Aaron Leach: A Bird’s Eye View of the Supply Chain
Aaron Leach is senior director of supply chain with Wayne Farms, LLC, in Oakwood, Ga. He has held this position since 2013. Wayne Farms is the sixth largest vertically integrated producer and processor of poultry in the United States.
Responsibilities: Inbound and outbound logistics, warehousing and inventory control, and supply and demand planning.
Experience: Director of strategic planning and director of financial planning and analysis, both with Wayne Farms; senior business analyst, financial analyst, and accountant, all with Rich Products Corporation.
Education: B.S., Business Administration, University at Buffalo, Buffalo, N.Y., 1998.
The on-time delivery percentage at Wayne Farms today is slightly more than 97 percent, to a 15-minute window. When I took over the supply chain function in 2013, on-time delivery operated in the mid to high 80 percent range.
In the past, many of the challenges centered around a lack of process, both with our carriers and brokers, and internally.
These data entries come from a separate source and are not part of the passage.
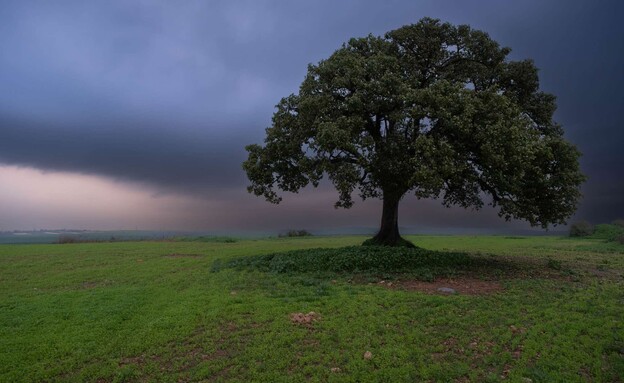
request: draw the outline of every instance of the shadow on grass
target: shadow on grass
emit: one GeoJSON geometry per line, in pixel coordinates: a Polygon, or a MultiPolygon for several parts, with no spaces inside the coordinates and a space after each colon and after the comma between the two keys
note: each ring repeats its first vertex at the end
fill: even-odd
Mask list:
{"type": "Polygon", "coordinates": [[[551,272],[545,264],[494,255],[443,252],[421,248],[351,246],[295,250],[227,261],[216,260],[212,271],[257,270],[277,274],[405,276],[432,281],[438,277],[483,279],[524,278],[551,272]]]}

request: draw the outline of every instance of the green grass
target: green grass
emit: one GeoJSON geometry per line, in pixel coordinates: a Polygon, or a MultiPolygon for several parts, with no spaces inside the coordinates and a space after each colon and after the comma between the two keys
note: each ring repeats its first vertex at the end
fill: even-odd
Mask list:
{"type": "Polygon", "coordinates": [[[381,246],[349,246],[316,248],[282,253],[245,256],[224,264],[213,263],[213,270],[222,267],[238,270],[256,269],[277,273],[413,273],[466,268],[474,260],[465,253],[439,252],[425,249],[390,248],[381,246]]]}
{"type": "Polygon", "coordinates": [[[604,239],[607,241],[616,241],[620,236],[624,235],[624,227],[613,224],[596,225],[591,238],[604,239]]]}
{"type": "Polygon", "coordinates": [[[622,381],[624,246],[407,239],[2,245],[0,381],[622,381]],[[445,278],[504,290],[400,287],[445,278]]]}

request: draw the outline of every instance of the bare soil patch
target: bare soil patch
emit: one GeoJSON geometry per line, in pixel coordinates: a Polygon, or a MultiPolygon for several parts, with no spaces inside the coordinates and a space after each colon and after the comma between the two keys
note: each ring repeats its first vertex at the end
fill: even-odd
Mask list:
{"type": "MultiPolygon", "coordinates": [[[[237,326],[233,322],[229,322],[220,329],[223,337],[217,339],[214,347],[205,348],[206,329],[203,326],[197,327],[188,337],[182,340],[171,341],[167,346],[168,352],[161,355],[141,354],[122,358],[119,366],[136,366],[141,373],[158,368],[162,372],[185,374],[192,370],[202,362],[230,359],[234,355],[235,350],[230,349],[225,344],[226,334],[237,330],[237,326]]],[[[222,371],[216,373],[215,379],[224,375],[229,371],[231,366],[226,366],[222,371]]],[[[138,378],[138,381],[149,381],[148,379],[138,378]]],[[[191,381],[190,378],[181,376],[178,381],[191,381]]],[[[210,380],[212,381],[212,379],[210,380]]]]}
{"type": "Polygon", "coordinates": [[[310,311],[307,314],[304,313],[292,313],[290,314],[290,321],[294,324],[310,326],[312,323],[321,319],[321,316],[314,311],[310,311]]]}
{"type": "MultiPolygon", "coordinates": [[[[383,281],[382,281],[383,282],[383,281]]],[[[482,280],[470,277],[440,278],[433,282],[418,280],[396,281],[392,284],[381,283],[388,288],[421,291],[427,294],[449,295],[488,295],[504,290],[503,286],[492,280],[482,280]],[[453,291],[450,291],[452,289],[453,291]]]]}
{"type": "Polygon", "coordinates": [[[98,282],[82,282],[83,289],[94,289],[98,287],[100,284],[98,282]]]}

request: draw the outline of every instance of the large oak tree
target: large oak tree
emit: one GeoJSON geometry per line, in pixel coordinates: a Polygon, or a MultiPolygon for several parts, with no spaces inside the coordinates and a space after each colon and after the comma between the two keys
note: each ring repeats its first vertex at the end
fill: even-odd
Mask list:
{"type": "Polygon", "coordinates": [[[248,190],[279,203],[276,189],[327,176],[336,207],[351,207],[356,190],[381,198],[369,242],[382,245],[405,244],[407,194],[564,223],[580,198],[580,153],[553,121],[555,97],[539,90],[533,62],[509,52],[482,31],[429,18],[351,39],[280,101],[264,146],[246,147],[248,190]]]}

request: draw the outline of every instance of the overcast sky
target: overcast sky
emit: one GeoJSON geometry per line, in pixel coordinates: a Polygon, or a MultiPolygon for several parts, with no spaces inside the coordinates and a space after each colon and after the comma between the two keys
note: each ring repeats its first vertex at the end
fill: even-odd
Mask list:
{"type": "MultiPolygon", "coordinates": [[[[624,218],[621,1],[0,0],[0,230],[375,227],[330,188],[247,194],[244,146],[306,67],[429,16],[532,58],[589,181],[574,219],[624,218]]],[[[522,229],[407,197],[401,226],[522,229]]]]}

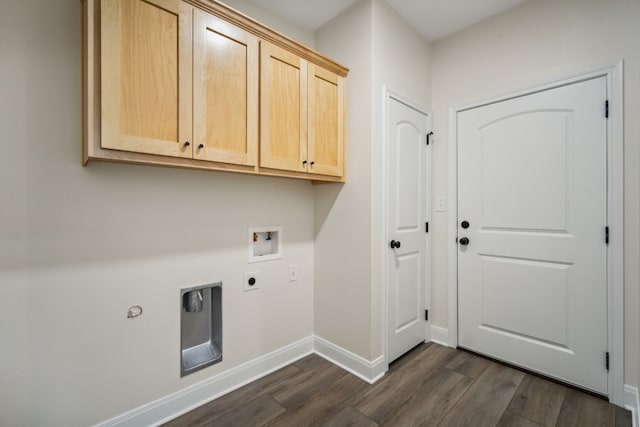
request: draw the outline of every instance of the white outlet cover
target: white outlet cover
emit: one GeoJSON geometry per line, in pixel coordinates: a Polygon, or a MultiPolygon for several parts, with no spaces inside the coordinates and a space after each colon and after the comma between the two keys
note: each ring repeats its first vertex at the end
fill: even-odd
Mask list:
{"type": "Polygon", "coordinates": [[[244,273],[242,276],[242,283],[244,284],[244,291],[255,291],[256,289],[260,289],[260,277],[257,271],[252,271],[249,273],[244,273]],[[253,278],[255,279],[255,283],[253,285],[249,284],[249,280],[253,278]]]}

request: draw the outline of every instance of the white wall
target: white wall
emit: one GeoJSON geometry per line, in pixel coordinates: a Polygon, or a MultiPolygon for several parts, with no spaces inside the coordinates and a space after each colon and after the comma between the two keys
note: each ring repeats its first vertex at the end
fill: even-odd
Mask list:
{"type": "Polygon", "coordinates": [[[0,424],[94,424],[313,333],[308,182],[83,168],[80,2],[1,2],[0,43],[0,424]],[[247,263],[254,225],[284,259],[247,263]],[[179,289],[218,280],[224,361],[180,378],[179,289]]]}
{"type": "MultiPolygon", "coordinates": [[[[374,356],[384,352],[381,342],[386,333],[382,310],[384,284],[381,265],[388,262],[388,239],[383,230],[382,193],[385,183],[380,170],[386,162],[382,123],[384,121],[383,87],[387,86],[404,99],[428,112],[431,105],[430,44],[401,18],[384,0],[373,1],[373,62],[372,86],[372,152],[371,152],[371,286],[372,351],[374,356]]],[[[427,307],[425,307],[427,308],[427,307]]]]}
{"type": "Polygon", "coordinates": [[[305,46],[310,48],[314,47],[315,38],[313,31],[300,27],[288,21],[286,18],[268,11],[251,0],[223,0],[222,3],[305,46]]]}
{"type": "MultiPolygon", "coordinates": [[[[435,42],[434,197],[447,194],[449,106],[624,64],[625,383],[638,384],[640,2],[528,1],[435,42]]],[[[434,214],[433,324],[447,325],[446,214],[434,214]]]]}
{"type": "Polygon", "coordinates": [[[383,354],[383,86],[428,108],[429,44],[383,0],[361,0],[316,32],[350,68],[347,183],[316,189],[316,334],[368,360],[383,354]]]}
{"type": "Polygon", "coordinates": [[[349,67],[347,182],[315,189],[316,335],[366,359],[371,353],[371,2],[316,32],[317,48],[349,67]]]}
{"type": "Polygon", "coordinates": [[[27,412],[28,257],[27,139],[30,82],[24,74],[26,43],[18,1],[0,6],[0,424],[20,425],[27,412]],[[10,13],[4,13],[5,10],[10,13]],[[17,114],[14,112],[18,112],[17,114]]]}

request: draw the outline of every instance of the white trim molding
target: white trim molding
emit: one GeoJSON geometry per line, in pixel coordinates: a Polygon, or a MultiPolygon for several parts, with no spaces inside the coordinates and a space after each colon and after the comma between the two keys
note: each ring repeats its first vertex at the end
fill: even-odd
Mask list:
{"type": "Polygon", "coordinates": [[[98,426],[157,426],[166,423],[311,353],[313,353],[313,336],[303,338],[176,393],[118,415],[99,423],[98,426]]]}
{"type": "Polygon", "coordinates": [[[316,353],[373,384],[387,371],[384,357],[366,360],[318,336],[308,336],[264,356],[230,368],[199,383],[97,424],[98,427],[158,426],[316,353]]]}
{"type": "MultiPolygon", "coordinates": [[[[458,113],[495,102],[529,95],[543,90],[580,82],[596,77],[606,77],[609,100],[609,120],[607,122],[607,218],[610,229],[610,244],[607,253],[607,339],[610,370],[608,375],[609,401],[623,406],[624,386],[624,253],[623,253],[623,63],[622,61],[589,72],[576,73],[552,82],[536,85],[524,90],[483,100],[473,104],[449,108],[448,141],[448,198],[449,217],[447,221],[447,262],[448,262],[448,344],[458,346],[458,113]]],[[[433,332],[433,328],[432,328],[433,332]]],[[[636,391],[637,395],[637,391],[636,391]]],[[[636,404],[637,407],[637,404],[636,404]]],[[[636,424],[637,425],[637,424],[636,424]]]]}
{"type": "Polygon", "coordinates": [[[638,410],[640,409],[640,402],[638,401],[638,387],[632,387],[630,385],[624,386],[624,407],[631,411],[633,416],[633,427],[640,427],[638,422],[638,410]]]}
{"type": "Polygon", "coordinates": [[[455,347],[449,345],[449,330],[441,326],[431,325],[431,342],[445,347],[455,347]]]}
{"type": "Polygon", "coordinates": [[[384,363],[382,355],[369,361],[318,336],[314,337],[313,350],[319,356],[369,384],[378,381],[387,372],[387,364],[384,363]]]}

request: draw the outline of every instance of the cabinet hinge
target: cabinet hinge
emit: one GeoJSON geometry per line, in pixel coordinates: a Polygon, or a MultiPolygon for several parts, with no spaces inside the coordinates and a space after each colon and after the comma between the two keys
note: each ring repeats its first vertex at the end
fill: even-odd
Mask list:
{"type": "Polygon", "coordinates": [[[609,100],[604,101],[604,117],[609,118],[609,100]]]}
{"type": "Polygon", "coordinates": [[[607,371],[608,371],[609,370],[609,352],[608,351],[604,356],[604,364],[605,364],[605,368],[607,368],[607,371]]]}
{"type": "Polygon", "coordinates": [[[609,244],[609,226],[604,228],[604,242],[609,244]]]}
{"type": "Polygon", "coordinates": [[[428,222],[425,222],[425,223],[424,223],[424,232],[425,232],[425,233],[428,233],[428,232],[429,232],[429,223],[428,223],[428,222]]]}
{"type": "Polygon", "coordinates": [[[433,135],[433,132],[429,132],[427,134],[427,145],[429,145],[429,142],[431,142],[431,135],[433,135]]]}
{"type": "MultiPolygon", "coordinates": [[[[428,322],[428,321],[429,321],[429,310],[425,310],[425,311],[424,311],[424,320],[425,320],[425,322],[428,322]]],[[[609,354],[609,353],[607,353],[607,354],[609,354]]],[[[609,359],[607,359],[607,360],[609,360],[609,359]]],[[[608,362],[607,362],[607,363],[608,363],[608,362]]],[[[607,366],[608,366],[608,365],[607,365],[607,366]]]]}

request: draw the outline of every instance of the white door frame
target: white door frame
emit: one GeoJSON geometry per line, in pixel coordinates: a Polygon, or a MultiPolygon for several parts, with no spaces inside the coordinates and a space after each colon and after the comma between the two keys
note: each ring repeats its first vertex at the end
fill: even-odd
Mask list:
{"type": "MultiPolygon", "coordinates": [[[[624,270],[623,270],[623,104],[622,61],[587,73],[575,74],[553,82],[536,85],[522,91],[498,98],[488,99],[460,107],[449,108],[448,141],[448,198],[449,217],[447,226],[448,260],[448,344],[458,346],[458,245],[455,241],[458,226],[458,135],[459,112],[495,102],[552,89],[595,77],[606,77],[609,98],[607,122],[607,218],[610,229],[610,244],[607,248],[607,340],[609,348],[609,400],[624,406],[624,270]]],[[[604,114],[604,105],[603,105],[604,114]]],[[[604,361],[603,361],[604,363],[604,361]]]]}
{"type": "MultiPolygon", "coordinates": [[[[389,331],[388,331],[388,325],[389,325],[389,310],[387,310],[387,302],[389,301],[389,278],[388,278],[388,271],[389,269],[387,268],[387,262],[386,262],[386,258],[389,255],[389,248],[387,246],[387,237],[389,235],[389,230],[388,230],[388,224],[387,224],[387,220],[389,219],[389,214],[387,212],[388,210],[388,197],[387,197],[387,192],[389,191],[388,189],[388,182],[387,179],[389,177],[389,170],[388,170],[388,165],[387,165],[387,161],[388,161],[388,147],[389,147],[389,141],[387,138],[387,131],[388,131],[388,114],[389,114],[389,101],[393,98],[396,101],[399,101],[411,108],[413,108],[416,111],[419,111],[420,113],[424,114],[425,116],[427,116],[427,132],[431,131],[431,113],[429,113],[425,108],[419,106],[418,104],[416,104],[413,101],[408,100],[407,98],[405,98],[404,96],[400,95],[398,92],[394,91],[393,89],[389,88],[388,86],[383,86],[382,87],[382,97],[383,97],[383,101],[382,101],[382,143],[380,144],[380,149],[382,150],[382,162],[381,163],[381,170],[380,170],[380,183],[381,183],[381,206],[382,206],[382,215],[381,215],[381,235],[380,235],[380,241],[379,241],[379,246],[380,246],[380,256],[381,256],[381,260],[383,262],[380,263],[380,283],[382,284],[382,301],[381,301],[381,308],[382,308],[382,348],[383,348],[383,352],[384,352],[384,370],[385,372],[389,369],[389,331]]],[[[426,144],[426,141],[425,141],[426,144]]],[[[426,189],[426,193],[425,197],[426,197],[426,211],[427,211],[427,218],[426,221],[431,222],[431,147],[428,147],[426,150],[426,167],[427,167],[427,185],[425,186],[426,189]]],[[[425,289],[425,308],[431,308],[431,233],[425,233],[425,241],[426,241],[426,250],[427,250],[427,256],[425,257],[425,262],[427,263],[426,265],[426,270],[427,270],[427,277],[426,277],[426,289],[425,289]]],[[[431,319],[429,319],[427,322],[425,322],[425,331],[424,331],[424,339],[425,341],[430,341],[431,340],[431,319]]]]}

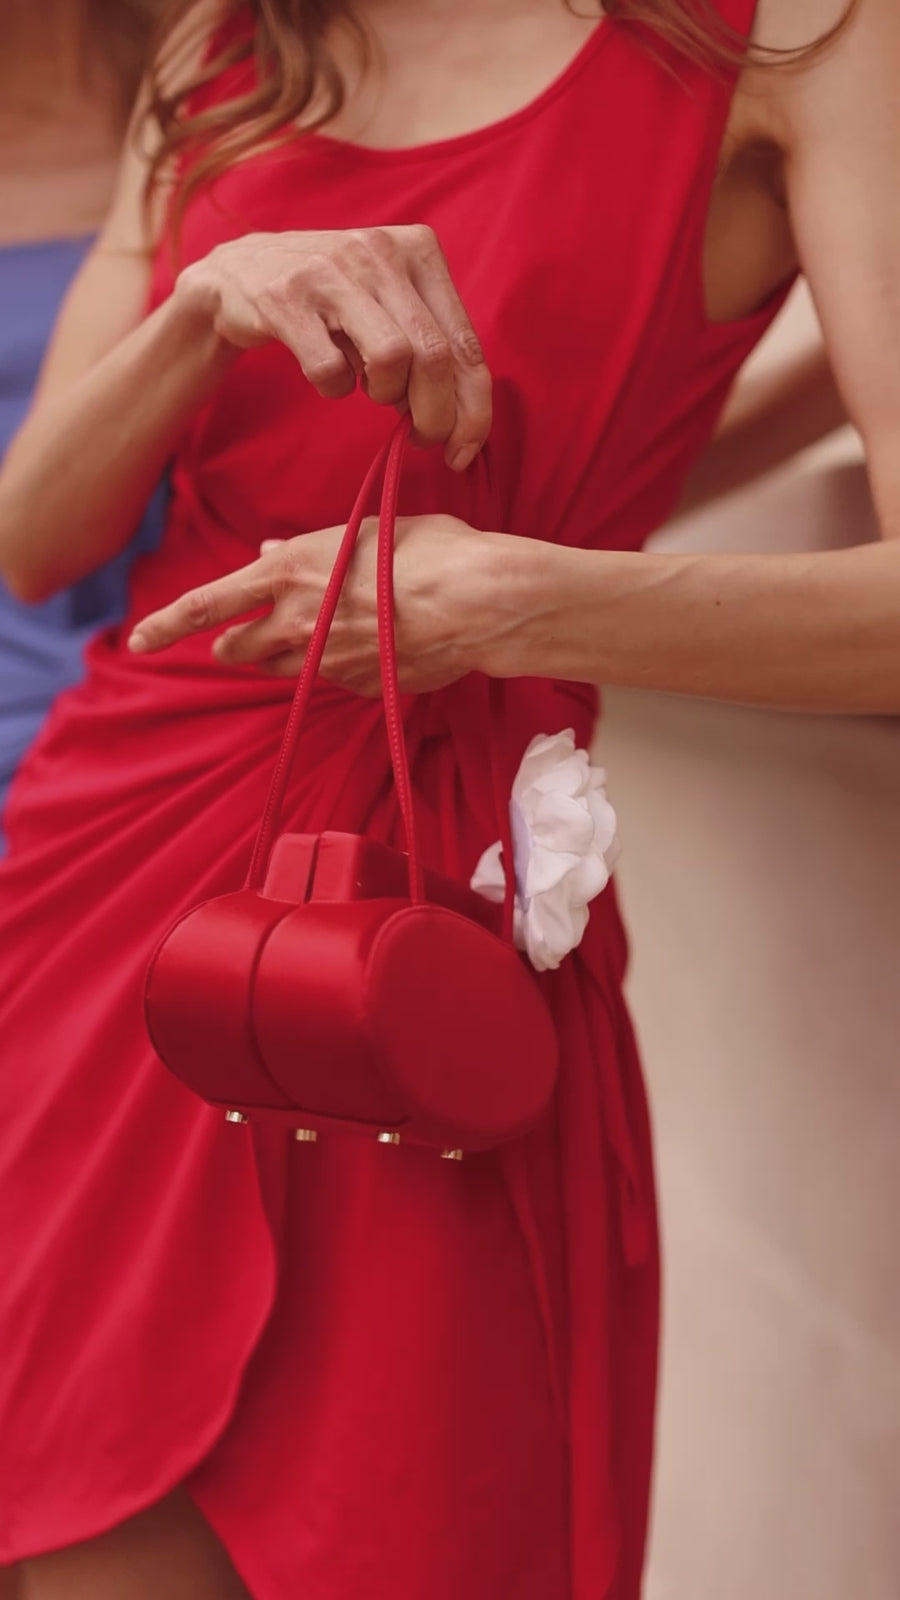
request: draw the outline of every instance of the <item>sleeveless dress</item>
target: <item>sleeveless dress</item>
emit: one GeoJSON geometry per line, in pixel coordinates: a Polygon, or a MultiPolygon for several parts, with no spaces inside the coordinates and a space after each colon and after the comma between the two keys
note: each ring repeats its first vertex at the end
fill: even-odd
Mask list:
{"type": "MultiPolygon", "coordinates": [[[[751,0],[722,3],[747,31],[751,0]]],[[[404,514],[638,550],[774,315],[778,296],[739,324],[706,320],[731,85],[648,42],[605,22],[479,132],[397,151],[298,140],[192,202],[186,260],[252,230],[435,228],[495,374],[495,422],[462,478],[414,453],[404,514]]],[[[239,92],[251,70],[205,93],[239,92]]],[[[157,299],[169,262],[164,245],[157,299]]],[[[542,979],[563,1063],[553,1117],[499,1154],[456,1164],[226,1125],[143,1025],[158,938],[242,882],[291,685],[221,666],[208,638],[132,657],[128,628],[262,538],[345,519],[391,426],[361,395],[319,399],[281,346],[242,357],[179,450],[128,623],[92,644],[13,791],[0,1560],[184,1483],[255,1600],[640,1593],[657,1242],[614,894],[542,979]]],[[[590,687],[521,679],[503,703],[510,778],[536,733],[591,739],[590,687]]],[[[487,681],[410,698],[406,723],[427,856],[467,880],[498,836],[487,681]]],[[[284,825],[399,842],[377,704],[320,686],[284,825]]]]}
{"type": "MultiPolygon", "coordinates": [[[[0,246],[0,459],[28,409],[60,302],[90,244],[83,237],[0,246]]],[[[81,677],[88,640],[123,615],[129,566],[157,543],[162,510],[160,495],[127,550],[42,605],[22,605],[0,584],[0,812],[50,706],[81,677]]]]}

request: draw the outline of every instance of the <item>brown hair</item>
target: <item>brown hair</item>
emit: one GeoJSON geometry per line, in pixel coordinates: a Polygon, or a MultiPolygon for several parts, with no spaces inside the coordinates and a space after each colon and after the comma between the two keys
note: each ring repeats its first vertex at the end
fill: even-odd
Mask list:
{"type": "MultiPolygon", "coordinates": [[[[572,0],[565,3],[571,5],[572,0]]],[[[847,0],[845,15],[809,46],[776,50],[751,45],[749,51],[746,39],[723,19],[714,0],[601,0],[601,4],[608,18],[640,27],[645,42],[655,36],[683,58],[711,71],[727,72],[745,59],[790,66],[816,54],[842,31],[857,0],[847,0]]],[[[352,0],[219,0],[217,15],[223,27],[239,19],[247,26],[226,31],[220,48],[207,53],[202,66],[188,74],[186,81],[182,76],[173,87],[166,43],[173,30],[189,21],[195,5],[196,0],[168,0],[164,6],[151,75],[150,115],[163,137],[150,188],[173,159],[188,163],[176,201],[176,229],[190,192],[199,184],[225,171],[250,150],[294,137],[298,119],[312,131],[336,115],[344,101],[344,85],[325,42],[326,30],[337,18],[354,24],[352,0]],[[257,70],[246,93],[203,109],[189,109],[198,91],[229,67],[251,58],[255,58],[257,70]]],[[[201,6],[201,36],[207,16],[201,6]]],[[[355,31],[364,55],[365,35],[359,26],[355,31]]],[[[180,42],[185,42],[183,35],[180,42]]],[[[199,44],[196,33],[190,42],[199,44]]]]}
{"type": "Polygon", "coordinates": [[[774,67],[796,66],[824,50],[843,32],[858,0],[847,0],[843,16],[810,44],[779,50],[750,44],[721,16],[714,0],[601,0],[608,17],[642,24],[680,55],[711,70],[750,60],[774,67]]]}

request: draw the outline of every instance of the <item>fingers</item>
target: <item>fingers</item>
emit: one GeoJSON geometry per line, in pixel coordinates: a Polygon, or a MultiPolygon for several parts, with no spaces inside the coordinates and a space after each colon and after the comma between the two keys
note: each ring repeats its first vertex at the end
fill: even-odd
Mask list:
{"type": "MultiPolygon", "coordinates": [[[[408,342],[409,366],[401,400],[406,400],[415,438],[419,444],[443,444],[456,426],[450,341],[408,279],[386,277],[381,295],[408,342]]],[[[371,386],[367,387],[371,393],[371,386]]]]}
{"type": "Polygon", "coordinates": [[[326,400],[352,394],[357,363],[335,342],[325,319],[294,293],[291,279],[269,285],[260,298],[272,332],[296,356],[313,388],[326,400]]]}
{"type": "Polygon", "coordinates": [[[430,228],[418,235],[411,278],[447,342],[453,363],[456,416],[446,442],[448,464],[461,472],[478,454],[491,427],[491,374],[444,253],[430,228]]]}
{"type": "Polygon", "coordinates": [[[324,252],[307,255],[263,286],[260,305],[319,394],[339,399],[360,375],[377,405],[398,405],[408,387],[412,345],[370,293],[364,280],[371,273],[355,266],[351,274],[324,252]]]}
{"type": "Polygon", "coordinates": [[[370,294],[324,261],[316,292],[319,313],[297,306],[289,291],[270,292],[266,312],[319,394],[348,394],[358,373],[376,405],[408,404],[423,443],[445,440],[456,419],[450,346],[408,279],[387,272],[370,294]]]}
{"type": "Polygon", "coordinates": [[[151,612],[132,632],[128,648],[141,655],[165,650],[190,634],[205,633],[232,617],[245,616],[248,611],[271,605],[275,598],[276,580],[271,560],[254,561],[251,566],[230,572],[214,583],[189,589],[172,605],[151,612]]]}
{"type": "MultiPolygon", "coordinates": [[[[255,667],[270,678],[296,679],[303,671],[311,633],[311,625],[304,627],[301,638],[299,627],[285,627],[279,625],[277,617],[265,617],[229,628],[216,640],[213,654],[228,666],[255,667]]],[[[333,650],[326,650],[322,671],[331,682],[354,694],[381,693],[381,668],[374,642],[368,650],[344,657],[335,657],[333,650]]]]}
{"type": "Polygon", "coordinates": [[[260,661],[259,670],[268,678],[299,678],[305,659],[302,650],[284,650],[281,655],[260,661]]]}
{"type": "Polygon", "coordinates": [[[491,425],[491,377],[430,228],[319,236],[258,292],[272,332],[317,391],[340,398],[357,375],[377,405],[408,409],[417,440],[443,443],[457,471],[491,425]]]}
{"type": "Polygon", "coordinates": [[[407,395],[415,357],[408,324],[398,321],[381,299],[363,293],[343,273],[333,274],[328,302],[330,336],[343,336],[356,350],[369,398],[379,406],[399,405],[407,395]]]}
{"type": "Polygon", "coordinates": [[[220,634],[213,645],[213,655],[232,667],[260,666],[290,651],[302,667],[312,630],[310,627],[303,631],[305,636],[301,638],[299,627],[287,628],[275,612],[270,612],[220,634]]]}
{"type": "MultiPolygon", "coordinates": [[[[304,659],[300,650],[285,650],[281,655],[270,656],[268,660],[259,662],[257,670],[267,678],[296,679],[303,671],[304,659]]],[[[329,682],[340,684],[342,689],[349,689],[351,694],[374,700],[381,694],[381,673],[377,659],[374,666],[361,662],[352,666],[349,663],[338,665],[326,655],[322,675],[329,682]]]]}

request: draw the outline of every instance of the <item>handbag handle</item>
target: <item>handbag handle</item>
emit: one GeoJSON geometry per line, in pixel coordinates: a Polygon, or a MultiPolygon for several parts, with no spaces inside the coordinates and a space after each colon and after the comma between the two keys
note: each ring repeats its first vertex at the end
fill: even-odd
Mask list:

Now, we’re much more deliberate in planning our supply and loads. We know when our customers need products. We back up to a realistic ready time from our plant, and then use realistic transit times.
We also benchmark every indicator in our processes: How many pickups and appointment schedules were on time? How far in advance were those made? What were the carrier-related delays, shipping-related delays, or product shortages?
At Wayne Farms, our birds grow to their target weight anywhere from 38 to 60 days, and we process more than 7 million birds per week. If I’m off one-tenth of a pound across those birds, that’s 700,000 pounds of product. That means 17 to 18 truckloads worth of product could be impacted by one-tenth of a pound of variance in bird weight. That’s where my finance background comes into play—I understand the numbers and know how to analyze data.
I concentrated in finance at the University of Buffalo and started my career in accounting and corporate planning with Rich Products. I was director of finance for Wayne Farms for a number of years before transitioning to supply chain. We were performing poorly in some of our planning, logistics, and distribution functions. The company asked me to see what I could do to rehabilitate those processes.
In the past, nobody truly owned responsibility for the supply chain and getting goods from suppliers to customers. My background helped me analyze and find supply chain inefficiencies.
Even as we’ve improved, we’ve been able to keep the same carriers. We’re loyal to our partners and give them the chance to work through the challenges. I believe collectively we’re much stronger.
Developing and maintaining solid relationships is critical. We’ve been successful in reducing costs and improving on-time delivery based on the relationships we’ve formed. I have strong leaders in my group, and I engage and enable them to make smart decisions. I also trust my carrier and broker partners to do the right things, and enable them to make the right decisions.
To improve costs, obviously you can go to a carrier or vendor and try to get a lower rate, but that tends to be short lived. The key is implementing processes, measuring them, and making sure you’re effective every day. That’s where we take costs out. We tend to be obsessed with processes.
For instance, our loading times needed to improve. We realized the inefficiencies resulted because the production department didn’t formulate accurate ready times, and trucks sat for longer than they should. We had to go back upstream and make sure our planning and production processes were in place and accurate.
I try to truly practice servant leadership. Everyone wants to do well, so I’m here to help them find solutions. When people know your intention is not to fix the blame, but to fix the problem, they will work with you more freely.
The Big Questions
Describe a dream adventure.
I’d like to bike the Continental Divide down the Rocky Mountains from the Canadian to the Mexican borders.
What do you like to do outside of work?
I recently finished my fourth Iron Man triathlon.
What advice would you give your 18-year-old self?
One piece of advice I’d give myself is not to be so self-centered and be patient. If you focus on working hard, delivering results, and just doing the right thing, everything will work out the way it should.